Mit untrüglichem Gespür sah Adenauer voraus, dass Gustav Heinemann das von ihm geschürte Feindbild Moskau/Kommunismus durchschaute und ablehnen würde. Und er versuchte, ihn als Minister bis zuletzt zu verhindern. Im direkten Gespräch mit Heinemann betonte er, wie wichtig dessen kirchliche Ämter für die Einbindung der Protestanten in die CDU seien, in der Fraktion hingegen sprach Adenauer von einer Unvereinbarkeit beider Ämter. Offensichtlich spekulierte er darauf, dass Heinemann von sich aus auf das Ministeramt verzichten werde. Ohne die kirchlichen Ämter wiederum wäre er als Ministerkandidat nicht mehr interessant. Doch Adenauers Taktik scheiterte, die Fraktion sprach sich für Heinemann aus. Krach war damit vorgezeichnet.

Für Heinemann war es ein Vertrauensbruch sondergleichen

Und er kam. Zunächst in einer derben Kritik Adenauers daran, dass Heinemann die EKD-Synode im April 1950 nach Berlin-Weißensee, also in den Ostsektor der Stadt, eingeladen hatte. Zwei Tage vor Synodenbeginn forderte der Kanzler, die Einladung rückgängig zu machen.

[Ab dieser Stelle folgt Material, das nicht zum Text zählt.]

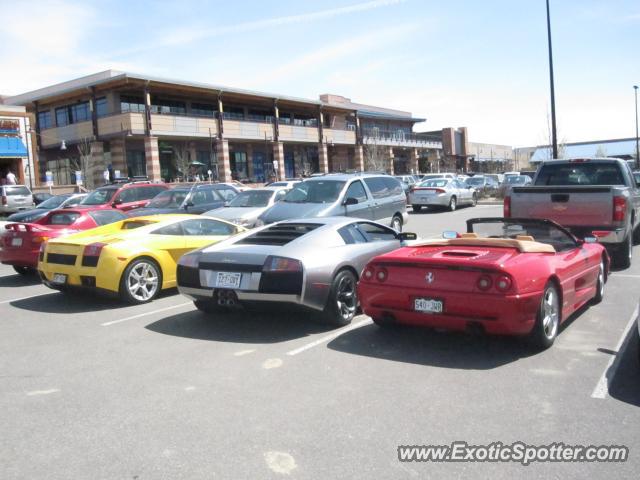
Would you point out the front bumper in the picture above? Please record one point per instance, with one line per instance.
(496, 314)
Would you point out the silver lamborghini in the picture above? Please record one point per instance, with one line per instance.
(313, 263)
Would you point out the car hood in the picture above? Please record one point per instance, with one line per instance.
(286, 211)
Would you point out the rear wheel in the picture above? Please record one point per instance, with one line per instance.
(343, 299)
(141, 281)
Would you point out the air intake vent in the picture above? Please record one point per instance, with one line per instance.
(279, 234)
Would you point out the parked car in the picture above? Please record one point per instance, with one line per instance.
(442, 192)
(196, 200)
(312, 263)
(247, 206)
(371, 196)
(21, 242)
(590, 196)
(14, 198)
(123, 195)
(133, 258)
(504, 276)
(66, 200)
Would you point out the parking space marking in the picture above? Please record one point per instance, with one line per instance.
(145, 314)
(329, 337)
(602, 388)
(25, 298)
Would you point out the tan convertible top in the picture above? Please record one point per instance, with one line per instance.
(524, 246)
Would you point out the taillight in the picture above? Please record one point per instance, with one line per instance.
(503, 283)
(507, 207)
(484, 282)
(619, 209)
(93, 250)
(282, 264)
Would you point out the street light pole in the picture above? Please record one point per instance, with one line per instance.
(554, 139)
(635, 88)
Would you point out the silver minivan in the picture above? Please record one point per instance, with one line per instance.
(372, 196)
(14, 198)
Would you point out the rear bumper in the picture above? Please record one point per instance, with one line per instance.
(496, 314)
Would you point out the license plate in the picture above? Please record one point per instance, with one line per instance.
(228, 280)
(428, 305)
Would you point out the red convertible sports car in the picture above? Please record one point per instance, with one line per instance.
(20, 242)
(504, 276)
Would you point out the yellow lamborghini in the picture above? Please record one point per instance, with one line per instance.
(135, 258)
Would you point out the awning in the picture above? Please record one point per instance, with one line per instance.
(12, 147)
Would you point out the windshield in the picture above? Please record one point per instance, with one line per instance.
(252, 199)
(99, 197)
(586, 173)
(53, 202)
(321, 191)
(168, 199)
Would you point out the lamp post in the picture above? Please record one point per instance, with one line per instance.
(554, 139)
(635, 88)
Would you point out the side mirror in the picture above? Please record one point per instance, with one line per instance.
(404, 236)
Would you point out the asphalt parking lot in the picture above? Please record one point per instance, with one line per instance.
(91, 388)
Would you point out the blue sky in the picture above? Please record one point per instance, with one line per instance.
(459, 63)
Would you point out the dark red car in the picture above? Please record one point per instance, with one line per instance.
(504, 276)
(20, 242)
(123, 196)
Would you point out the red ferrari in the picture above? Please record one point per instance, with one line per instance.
(504, 276)
(20, 242)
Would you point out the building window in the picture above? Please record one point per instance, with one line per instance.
(44, 120)
(102, 108)
(203, 109)
(131, 104)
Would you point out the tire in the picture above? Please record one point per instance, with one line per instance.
(342, 303)
(622, 254)
(24, 270)
(597, 298)
(149, 277)
(396, 223)
(545, 330)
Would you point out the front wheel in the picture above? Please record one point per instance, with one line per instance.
(343, 299)
(545, 330)
(141, 281)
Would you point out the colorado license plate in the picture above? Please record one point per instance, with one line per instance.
(427, 305)
(228, 280)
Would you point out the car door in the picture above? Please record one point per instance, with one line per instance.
(363, 208)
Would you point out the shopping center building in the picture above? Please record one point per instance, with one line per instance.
(133, 125)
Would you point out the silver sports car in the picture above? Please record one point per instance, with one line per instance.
(313, 263)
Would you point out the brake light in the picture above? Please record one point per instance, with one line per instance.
(282, 264)
(484, 282)
(507, 207)
(93, 250)
(619, 209)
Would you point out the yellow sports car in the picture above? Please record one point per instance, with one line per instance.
(135, 258)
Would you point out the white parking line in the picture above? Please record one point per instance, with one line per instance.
(145, 314)
(26, 298)
(329, 337)
(602, 388)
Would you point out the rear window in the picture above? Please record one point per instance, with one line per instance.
(586, 173)
(17, 190)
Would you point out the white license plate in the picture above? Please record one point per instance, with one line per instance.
(427, 305)
(228, 280)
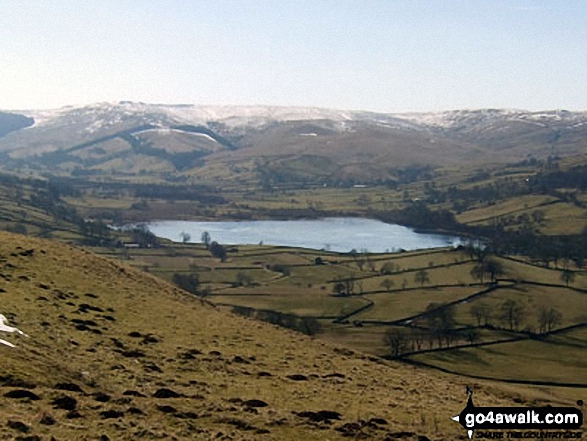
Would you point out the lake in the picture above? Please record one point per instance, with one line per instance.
(333, 234)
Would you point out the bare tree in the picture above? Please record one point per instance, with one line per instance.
(512, 313)
(387, 268)
(396, 340)
(185, 237)
(548, 319)
(387, 284)
(206, 239)
(481, 312)
(567, 276)
(421, 277)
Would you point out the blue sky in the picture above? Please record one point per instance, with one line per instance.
(394, 55)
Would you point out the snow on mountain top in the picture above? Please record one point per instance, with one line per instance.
(100, 114)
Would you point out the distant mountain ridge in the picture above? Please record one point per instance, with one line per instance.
(294, 142)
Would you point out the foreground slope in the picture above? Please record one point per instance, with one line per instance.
(113, 353)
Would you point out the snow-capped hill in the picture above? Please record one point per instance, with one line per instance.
(104, 114)
(472, 118)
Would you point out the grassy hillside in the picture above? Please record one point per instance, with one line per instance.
(110, 347)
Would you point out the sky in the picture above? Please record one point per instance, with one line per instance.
(379, 55)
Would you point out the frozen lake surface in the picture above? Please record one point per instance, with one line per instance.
(334, 234)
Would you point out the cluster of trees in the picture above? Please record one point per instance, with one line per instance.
(487, 267)
(306, 325)
(189, 282)
(512, 314)
(437, 328)
(344, 287)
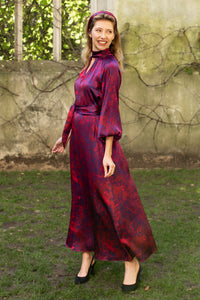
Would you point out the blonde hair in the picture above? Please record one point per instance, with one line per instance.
(115, 46)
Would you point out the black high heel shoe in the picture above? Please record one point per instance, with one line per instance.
(79, 280)
(126, 288)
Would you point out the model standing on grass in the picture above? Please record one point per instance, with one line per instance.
(107, 217)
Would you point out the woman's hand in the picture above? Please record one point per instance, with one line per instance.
(58, 147)
(109, 166)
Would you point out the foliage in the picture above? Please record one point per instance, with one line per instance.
(35, 264)
(38, 28)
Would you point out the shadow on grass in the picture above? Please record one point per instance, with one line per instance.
(35, 264)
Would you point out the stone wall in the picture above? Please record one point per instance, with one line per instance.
(159, 96)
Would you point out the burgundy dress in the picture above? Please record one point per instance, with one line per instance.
(107, 216)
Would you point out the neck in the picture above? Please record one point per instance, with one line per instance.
(101, 53)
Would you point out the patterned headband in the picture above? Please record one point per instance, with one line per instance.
(98, 13)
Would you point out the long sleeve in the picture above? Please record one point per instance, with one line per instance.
(68, 125)
(110, 122)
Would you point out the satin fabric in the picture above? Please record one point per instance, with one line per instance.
(107, 216)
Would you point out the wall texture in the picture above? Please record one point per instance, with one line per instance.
(159, 97)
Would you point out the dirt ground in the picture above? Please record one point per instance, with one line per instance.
(61, 162)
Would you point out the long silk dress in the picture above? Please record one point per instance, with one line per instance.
(107, 216)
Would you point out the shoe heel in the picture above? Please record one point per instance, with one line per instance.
(92, 269)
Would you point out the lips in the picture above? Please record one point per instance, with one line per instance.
(102, 43)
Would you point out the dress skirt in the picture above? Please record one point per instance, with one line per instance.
(107, 216)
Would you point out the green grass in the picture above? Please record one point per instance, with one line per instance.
(35, 264)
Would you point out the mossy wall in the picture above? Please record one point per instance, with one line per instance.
(160, 94)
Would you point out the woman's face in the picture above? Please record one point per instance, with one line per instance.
(102, 35)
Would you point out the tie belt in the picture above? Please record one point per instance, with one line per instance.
(89, 110)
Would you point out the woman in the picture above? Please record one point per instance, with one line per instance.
(107, 217)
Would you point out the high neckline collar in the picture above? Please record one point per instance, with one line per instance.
(101, 53)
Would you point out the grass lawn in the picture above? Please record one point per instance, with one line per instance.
(35, 264)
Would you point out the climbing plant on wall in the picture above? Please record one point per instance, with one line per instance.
(38, 28)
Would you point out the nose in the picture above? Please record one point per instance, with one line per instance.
(103, 34)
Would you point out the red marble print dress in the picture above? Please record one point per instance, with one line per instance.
(107, 216)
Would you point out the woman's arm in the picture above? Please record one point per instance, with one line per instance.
(108, 164)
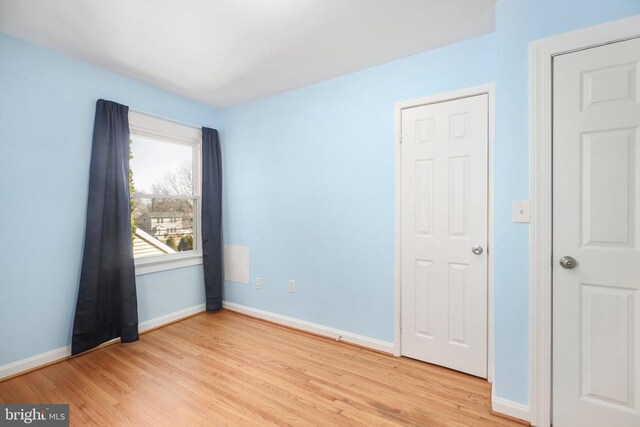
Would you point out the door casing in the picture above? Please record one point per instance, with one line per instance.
(541, 55)
(489, 90)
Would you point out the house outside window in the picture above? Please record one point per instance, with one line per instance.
(165, 179)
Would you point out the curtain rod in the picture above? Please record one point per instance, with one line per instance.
(157, 116)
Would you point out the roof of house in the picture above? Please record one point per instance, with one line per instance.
(146, 245)
(163, 214)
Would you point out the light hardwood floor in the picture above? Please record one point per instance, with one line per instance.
(228, 369)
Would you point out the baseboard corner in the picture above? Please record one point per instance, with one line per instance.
(314, 328)
(510, 408)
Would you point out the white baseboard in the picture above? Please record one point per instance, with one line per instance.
(62, 353)
(513, 409)
(338, 335)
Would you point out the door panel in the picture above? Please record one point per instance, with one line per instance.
(444, 214)
(596, 215)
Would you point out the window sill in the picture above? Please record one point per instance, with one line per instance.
(157, 264)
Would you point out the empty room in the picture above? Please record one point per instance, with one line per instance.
(320, 213)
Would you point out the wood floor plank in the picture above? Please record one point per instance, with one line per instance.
(228, 369)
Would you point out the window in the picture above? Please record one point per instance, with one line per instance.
(165, 188)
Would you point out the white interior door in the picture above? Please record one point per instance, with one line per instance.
(444, 216)
(596, 220)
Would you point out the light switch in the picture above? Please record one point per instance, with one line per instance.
(521, 211)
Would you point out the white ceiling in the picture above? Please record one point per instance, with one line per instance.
(222, 52)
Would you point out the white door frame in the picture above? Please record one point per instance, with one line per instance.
(489, 90)
(541, 54)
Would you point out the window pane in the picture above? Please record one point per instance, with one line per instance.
(163, 226)
(161, 167)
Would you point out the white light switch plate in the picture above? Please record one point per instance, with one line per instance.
(521, 211)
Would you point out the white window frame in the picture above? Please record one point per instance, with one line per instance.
(146, 126)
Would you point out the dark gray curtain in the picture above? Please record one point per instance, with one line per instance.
(212, 219)
(107, 306)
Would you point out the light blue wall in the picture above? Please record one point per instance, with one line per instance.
(309, 180)
(517, 23)
(47, 105)
(308, 185)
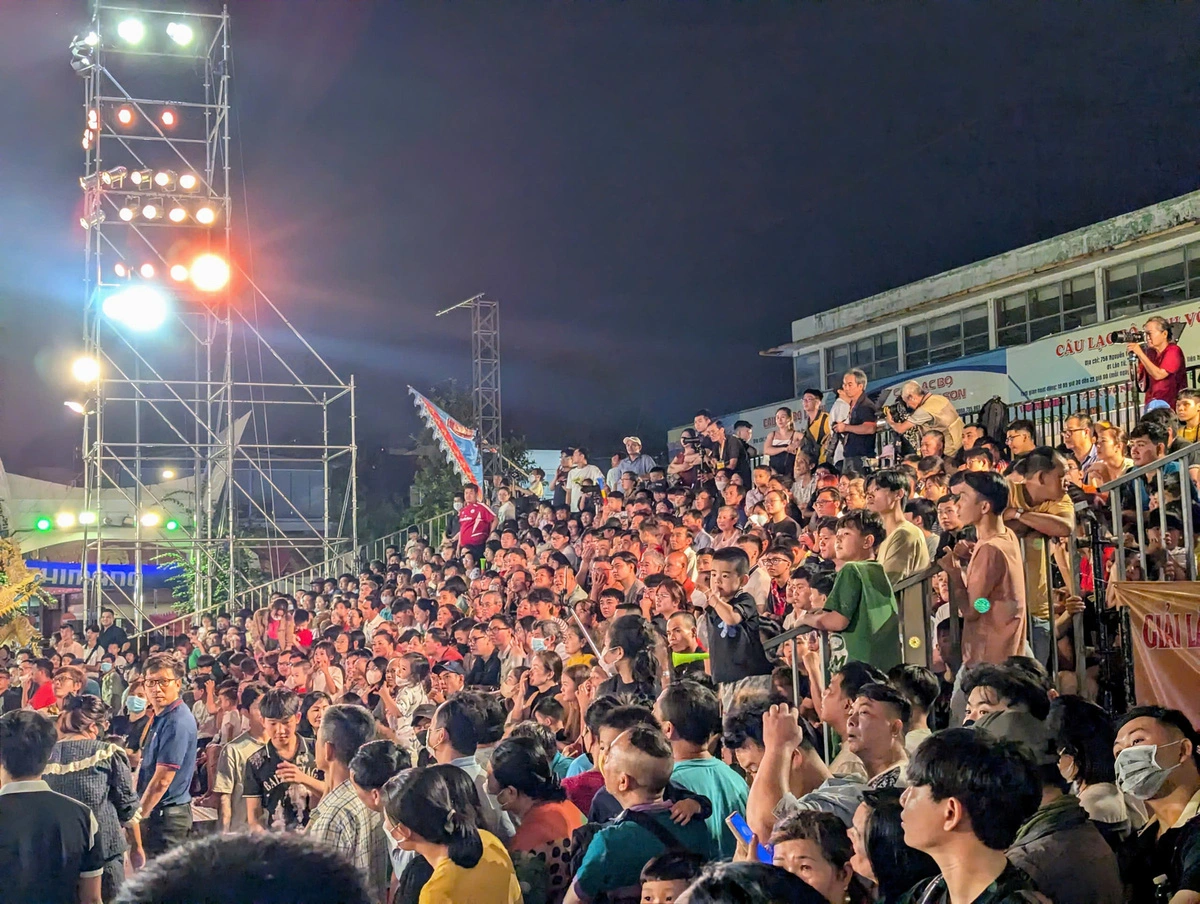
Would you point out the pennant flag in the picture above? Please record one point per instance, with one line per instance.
(456, 441)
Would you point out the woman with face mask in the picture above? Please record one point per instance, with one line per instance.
(521, 779)
(629, 656)
(1084, 738)
(435, 812)
(95, 772)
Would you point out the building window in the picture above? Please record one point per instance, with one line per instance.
(1153, 281)
(877, 355)
(807, 372)
(946, 337)
(1045, 311)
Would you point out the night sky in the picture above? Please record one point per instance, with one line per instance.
(654, 191)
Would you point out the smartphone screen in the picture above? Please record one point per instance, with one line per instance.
(738, 825)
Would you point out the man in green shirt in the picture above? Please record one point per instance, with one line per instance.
(862, 606)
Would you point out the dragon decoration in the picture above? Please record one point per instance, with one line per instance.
(18, 587)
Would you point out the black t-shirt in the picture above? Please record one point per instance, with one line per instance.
(861, 447)
(286, 806)
(1176, 855)
(736, 650)
(47, 842)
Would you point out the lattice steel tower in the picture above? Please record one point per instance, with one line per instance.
(185, 357)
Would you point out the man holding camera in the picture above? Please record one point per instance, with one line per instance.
(1162, 371)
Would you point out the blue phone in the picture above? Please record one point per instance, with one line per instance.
(738, 825)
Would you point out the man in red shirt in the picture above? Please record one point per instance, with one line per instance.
(1162, 371)
(475, 522)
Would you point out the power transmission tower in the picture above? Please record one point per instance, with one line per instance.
(485, 375)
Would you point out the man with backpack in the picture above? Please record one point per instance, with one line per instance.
(636, 770)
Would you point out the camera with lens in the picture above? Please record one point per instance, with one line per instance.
(1127, 336)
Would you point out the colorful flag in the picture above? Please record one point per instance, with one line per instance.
(456, 441)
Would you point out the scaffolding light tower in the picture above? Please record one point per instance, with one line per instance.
(485, 381)
(196, 397)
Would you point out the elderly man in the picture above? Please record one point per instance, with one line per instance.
(929, 411)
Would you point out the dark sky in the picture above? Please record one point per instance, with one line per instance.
(654, 191)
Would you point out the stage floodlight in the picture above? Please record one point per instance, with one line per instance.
(131, 30)
(85, 369)
(138, 307)
(114, 177)
(179, 33)
(210, 273)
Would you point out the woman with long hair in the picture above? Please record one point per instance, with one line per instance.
(881, 855)
(629, 653)
(312, 707)
(95, 772)
(430, 810)
(521, 779)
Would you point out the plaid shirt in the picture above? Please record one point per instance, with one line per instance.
(347, 825)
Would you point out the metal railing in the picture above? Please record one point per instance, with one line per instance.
(294, 582)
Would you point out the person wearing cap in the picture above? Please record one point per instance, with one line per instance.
(1059, 846)
(635, 460)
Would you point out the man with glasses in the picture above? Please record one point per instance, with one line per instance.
(168, 762)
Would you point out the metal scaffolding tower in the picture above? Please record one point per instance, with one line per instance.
(214, 435)
(485, 389)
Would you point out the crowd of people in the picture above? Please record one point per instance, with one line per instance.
(586, 699)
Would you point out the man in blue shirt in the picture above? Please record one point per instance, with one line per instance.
(168, 762)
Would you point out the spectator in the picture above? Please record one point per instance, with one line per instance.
(779, 752)
(875, 732)
(690, 717)
(521, 779)
(1039, 508)
(881, 855)
(425, 812)
(96, 773)
(990, 597)
(281, 782)
(862, 606)
(929, 412)
(736, 652)
(816, 848)
(904, 550)
(1156, 762)
(51, 848)
(1162, 370)
(168, 760)
(967, 797)
(263, 868)
(342, 821)
(1060, 848)
(636, 770)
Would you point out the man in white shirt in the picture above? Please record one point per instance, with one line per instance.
(580, 472)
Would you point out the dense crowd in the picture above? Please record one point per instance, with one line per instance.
(583, 698)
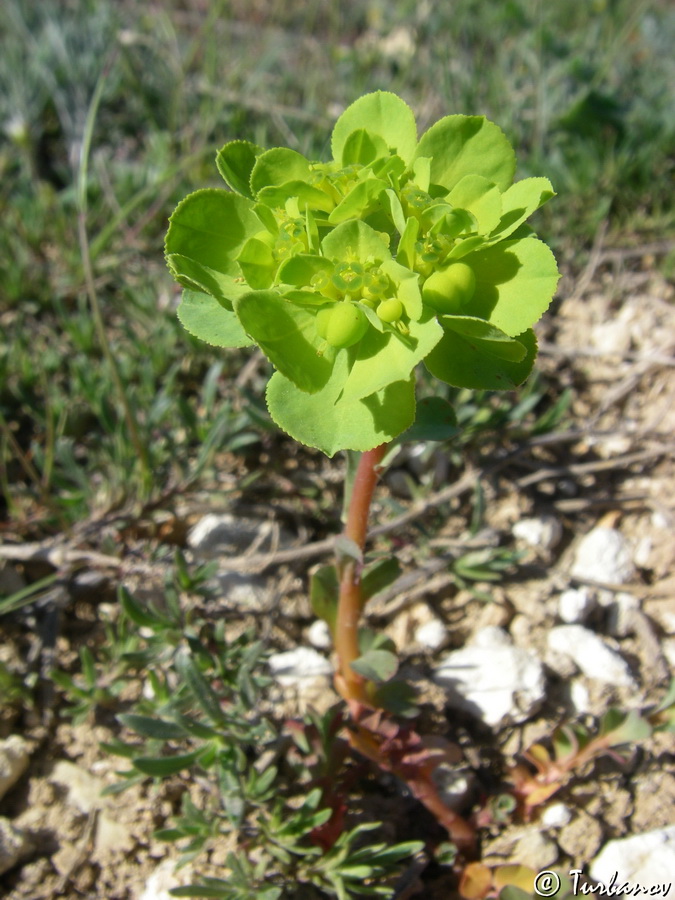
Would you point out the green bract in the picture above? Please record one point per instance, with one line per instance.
(348, 273)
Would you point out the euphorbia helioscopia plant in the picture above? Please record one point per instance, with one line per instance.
(348, 274)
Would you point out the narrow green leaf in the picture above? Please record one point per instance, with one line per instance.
(323, 594)
(519, 202)
(152, 728)
(376, 665)
(160, 767)
(435, 420)
(378, 576)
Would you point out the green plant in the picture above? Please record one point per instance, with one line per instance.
(348, 274)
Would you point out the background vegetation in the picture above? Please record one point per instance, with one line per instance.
(112, 112)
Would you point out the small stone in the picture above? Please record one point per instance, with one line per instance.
(432, 634)
(454, 785)
(294, 666)
(318, 635)
(581, 699)
(603, 555)
(492, 679)
(249, 592)
(228, 535)
(581, 838)
(591, 654)
(15, 845)
(621, 614)
(543, 533)
(575, 605)
(535, 850)
(83, 790)
(13, 761)
(647, 859)
(164, 878)
(556, 816)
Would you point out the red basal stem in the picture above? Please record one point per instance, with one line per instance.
(350, 605)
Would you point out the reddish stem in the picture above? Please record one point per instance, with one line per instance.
(350, 604)
(349, 683)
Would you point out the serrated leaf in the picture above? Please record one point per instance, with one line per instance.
(235, 163)
(467, 145)
(515, 283)
(435, 420)
(330, 423)
(481, 198)
(355, 241)
(384, 357)
(160, 767)
(376, 665)
(307, 196)
(257, 263)
(152, 728)
(363, 147)
(519, 202)
(470, 363)
(299, 270)
(277, 166)
(139, 614)
(211, 226)
(287, 335)
(381, 114)
(206, 319)
(362, 200)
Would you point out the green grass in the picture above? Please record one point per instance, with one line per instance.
(583, 91)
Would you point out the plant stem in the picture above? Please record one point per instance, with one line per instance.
(350, 605)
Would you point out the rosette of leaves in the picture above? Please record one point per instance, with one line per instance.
(349, 273)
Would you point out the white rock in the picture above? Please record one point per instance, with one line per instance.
(603, 555)
(575, 605)
(432, 634)
(668, 649)
(647, 859)
(579, 696)
(543, 533)
(13, 761)
(294, 666)
(15, 844)
(492, 679)
(591, 654)
(318, 635)
(83, 790)
(226, 534)
(164, 878)
(247, 591)
(555, 816)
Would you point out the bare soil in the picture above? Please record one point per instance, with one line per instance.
(611, 339)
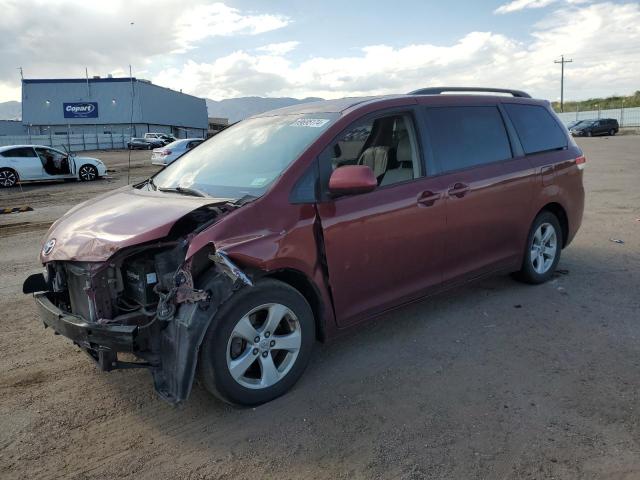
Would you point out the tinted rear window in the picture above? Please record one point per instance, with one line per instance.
(23, 152)
(462, 137)
(536, 128)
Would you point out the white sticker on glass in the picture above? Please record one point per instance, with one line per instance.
(258, 182)
(310, 122)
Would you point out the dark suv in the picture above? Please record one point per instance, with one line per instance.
(590, 128)
(298, 223)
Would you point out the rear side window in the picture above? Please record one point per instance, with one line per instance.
(463, 137)
(24, 152)
(536, 128)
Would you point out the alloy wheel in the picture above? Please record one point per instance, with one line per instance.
(88, 173)
(264, 346)
(544, 248)
(8, 178)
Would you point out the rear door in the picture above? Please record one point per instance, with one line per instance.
(384, 247)
(24, 161)
(488, 188)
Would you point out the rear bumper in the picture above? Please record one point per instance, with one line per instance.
(91, 336)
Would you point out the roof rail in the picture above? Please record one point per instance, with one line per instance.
(440, 90)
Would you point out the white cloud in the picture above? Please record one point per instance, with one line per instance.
(603, 40)
(278, 48)
(59, 38)
(517, 5)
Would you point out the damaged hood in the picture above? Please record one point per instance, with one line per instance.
(96, 229)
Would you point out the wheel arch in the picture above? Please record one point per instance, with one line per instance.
(306, 287)
(18, 178)
(561, 214)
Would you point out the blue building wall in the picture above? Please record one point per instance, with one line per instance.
(12, 127)
(105, 105)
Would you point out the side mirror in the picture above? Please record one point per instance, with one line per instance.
(352, 179)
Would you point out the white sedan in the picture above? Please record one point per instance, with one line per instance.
(22, 163)
(169, 153)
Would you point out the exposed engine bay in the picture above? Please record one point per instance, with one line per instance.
(144, 301)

Der entscheidende Eklat stand da noch bevor: Hinter dem ­Rücken der Kabinettsmitglieder betrieb Adenauer im August die Wiederbewaffnung Deutschlands, bot den Westmächten den Aufbau deutscher Divisionen für eine europäische Armee an - für Heinemann ein Vertrauensbruch sondergleichen. Die meisten Kabinettsmitglieder erfuhren ­diese Nachricht aus der Presse. Als Heinemann die Kabinettssitzung vom 31. August 1950 einmal kurz verließ, um Adenauers bislang geheimes "Sicherheitsmemorandum" an die Westmächte zu lesen, nutzte der die Gelegenheit gezielt aus, um das ­Kabinett gegen ihn auf Kurs zu bringen.

Heinemann befürchtete, ein deutsches Militärkontingent werde die Russen nicht aufhalten, sondern in Marsch setzen. Zu groß sei deren "Angst vor der Einkreisung" (November 1950). Er stützte sich auch auf eine Friedenskundgebung der EKD-Synode vom April, in der es hieß: "Noch ist der ­letzte Krieg nicht beendet, und schon wird wieder zum Krieg gerüstet...Wir ­beschwören die Regierungen und Vertretungen unseres Volkes, sich durch keine Macht der Welt in den Wahn treiben zu lassen, als ob ein Krieg eine Lösung und Wende unserer Not bringen könnte."

Am 9. Oktober 1950 trat Heinemann, verletzt durch die Unaufrichtigkeit Ade­nauers und politisch zunehmend ­isoliert, als Minister zurück. Die kirchliche Bruderschaft im Rheinland, ein Zusammenschluss von Mitgliedern der Bekennenden Kirche, fragte die EKD im November 1950 in einer Erklärung: "War es recht, Dr. ­Heinemann bei seinem Rücktritt kirchlicherseits in der Öffentlichkeit weithin allein zu lassen?"

Im gleichen Monat stellte die gesamtdeutsche Kirchenkonferenz salomonisch fest: Die Frage der Wiederaufrüstung könne aus dem Glauben verschieden beantwortet werden. Sie dürfe aber nicht gegen den Willen des Volkes entschieden werden. Dieser "Wille des Volkes" wurde jedoch nicht erhoben.